Preflight is an estimate, not a meter
Actual cost depends on output token counts, which can't be predicted exactly before the model runs. Real cost lands in your usage logs immediately after the run completes; the per-skill cost dialog (see below) reflects it.

Cost monitoring

Two surfaces show what each Skill is costing you:

  • Workspace dashboard at `/usage` shows org-wide cost broken down by action, model, and provider. Filter by date range.
  • Per-skill cost dialog opens from the cost icon in the Skill workbench header.

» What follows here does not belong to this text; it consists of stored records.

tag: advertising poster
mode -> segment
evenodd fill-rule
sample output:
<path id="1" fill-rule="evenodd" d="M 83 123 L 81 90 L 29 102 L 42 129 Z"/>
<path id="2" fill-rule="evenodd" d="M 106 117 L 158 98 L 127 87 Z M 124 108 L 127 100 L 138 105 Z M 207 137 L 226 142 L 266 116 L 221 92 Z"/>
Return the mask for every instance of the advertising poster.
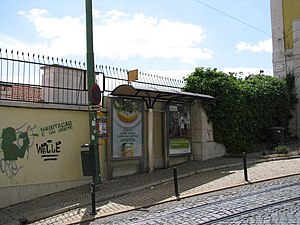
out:
<path id="1" fill-rule="evenodd" d="M 108 137 L 108 129 L 107 129 L 107 118 L 97 118 L 98 123 L 98 137 L 99 138 L 107 138 Z"/>
<path id="2" fill-rule="evenodd" d="M 169 104 L 169 154 L 191 153 L 191 107 L 187 104 Z"/>
<path id="3" fill-rule="evenodd" d="M 143 156 L 143 102 L 135 99 L 112 99 L 112 156 Z"/>

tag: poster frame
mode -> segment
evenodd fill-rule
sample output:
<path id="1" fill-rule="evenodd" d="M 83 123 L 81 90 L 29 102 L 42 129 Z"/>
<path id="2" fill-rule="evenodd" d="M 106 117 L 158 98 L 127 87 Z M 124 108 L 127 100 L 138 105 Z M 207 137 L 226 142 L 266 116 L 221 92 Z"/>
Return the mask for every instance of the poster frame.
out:
<path id="1" fill-rule="evenodd" d="M 138 155 L 138 156 L 127 156 L 127 157 L 115 157 L 114 156 L 114 142 L 116 140 L 114 140 L 114 136 L 115 136 L 115 133 L 116 131 L 114 130 L 114 102 L 115 101 L 136 101 L 136 102 L 139 102 L 141 104 L 141 134 L 140 134 L 140 138 L 141 138 L 141 155 Z M 143 159 L 145 156 L 144 156 L 144 102 L 143 100 L 141 99 L 138 99 L 138 98 L 126 98 L 126 97 L 112 97 L 111 98 L 111 121 L 110 121 L 110 138 L 111 138 L 111 151 L 110 151 L 110 157 L 111 157 L 111 160 L 113 161 L 121 161 L 121 160 L 140 160 L 140 159 Z"/>
<path id="2" fill-rule="evenodd" d="M 171 108 L 173 107 L 173 110 L 170 110 Z M 176 112 L 178 112 L 178 107 L 182 107 L 183 109 L 187 108 L 188 109 L 188 112 L 185 112 L 187 113 L 187 115 L 189 116 L 189 138 L 187 138 L 188 140 L 188 144 L 189 144 L 189 147 L 188 147 L 188 151 L 182 151 L 182 152 L 172 152 L 171 150 L 171 140 L 182 140 L 183 138 L 171 138 L 170 137 L 170 115 L 172 112 L 175 112 L 175 108 L 176 109 Z M 168 156 L 188 156 L 188 155 L 192 155 L 192 119 L 191 119 L 191 104 L 189 103 L 176 103 L 176 102 L 169 102 L 168 104 L 166 104 L 166 112 L 167 112 L 167 119 L 166 119 L 166 127 L 167 127 L 167 153 L 168 153 Z M 180 128 L 179 128 L 180 129 Z M 186 139 L 186 138 L 185 138 Z"/>

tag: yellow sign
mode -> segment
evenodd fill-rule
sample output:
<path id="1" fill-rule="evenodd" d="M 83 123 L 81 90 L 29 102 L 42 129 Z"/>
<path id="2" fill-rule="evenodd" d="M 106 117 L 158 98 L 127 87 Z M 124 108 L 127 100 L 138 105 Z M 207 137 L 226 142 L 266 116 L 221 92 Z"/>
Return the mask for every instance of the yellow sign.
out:
<path id="1" fill-rule="evenodd" d="M 136 70 L 130 70 L 127 72 L 128 74 L 128 81 L 135 81 L 139 79 L 139 71 Z"/>

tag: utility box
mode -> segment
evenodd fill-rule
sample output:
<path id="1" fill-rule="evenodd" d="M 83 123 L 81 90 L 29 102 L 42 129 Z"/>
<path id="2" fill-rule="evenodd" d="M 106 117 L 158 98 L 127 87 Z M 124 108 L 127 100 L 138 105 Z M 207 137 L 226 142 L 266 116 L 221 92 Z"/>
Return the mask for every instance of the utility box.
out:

Shows the same usage_logs data but filtered to one skill, broken down by action, model, and version. Three time-window toggles (Last 24h / This Week / This Month).

Both surfaces pull from the same usage_logs table that's been recording every LLM call since you signed up. There's no separate "skills cost" meter; it's just the same usage logs filtered by metadata.skill_id.

Anthropic Skill Creator vs Prompt Assay

Anthropic ships a Skill Creator that walks you through scaffolding a SKILL.md inside Claude. It's a great starting point. But it doesn't tell you how the Skill behaves on GPT or Gemini, doesn't score discovery against non-trigger probes, and doesn't give you a public report you can link from a README. Use both:

Use the Anthropic Skill Creator when...Use Prompt Assay when...
You're scaffolding a brand-new Skill from a natural-language description and want Claude to draft the frontmatter and body.You have a SKILL.md already (drafted, imported, or downloaded from the Anthropic skills repo) and need to know how reliably it activates and adheres across providers.
You only target Claude and you trust Claude's own discovery routing.You target two or more of Claude / GPT / Gemini and need cross-provider consistency scoring.
You want a single conversational tool to draft and iterate without leaving Claude.You want versioning + diff + restore, a six-dimension scorecard, a 19-rule linter with security tier, and a public Skill Report with a README badge.

Most teams import the Anthropic Skill Creator's output into Prompt Assay, run a Behavioral Eval to confirm cross-provider behavior, then iterate on the dimensions that score below 8. The two tools are complementary, not competitive.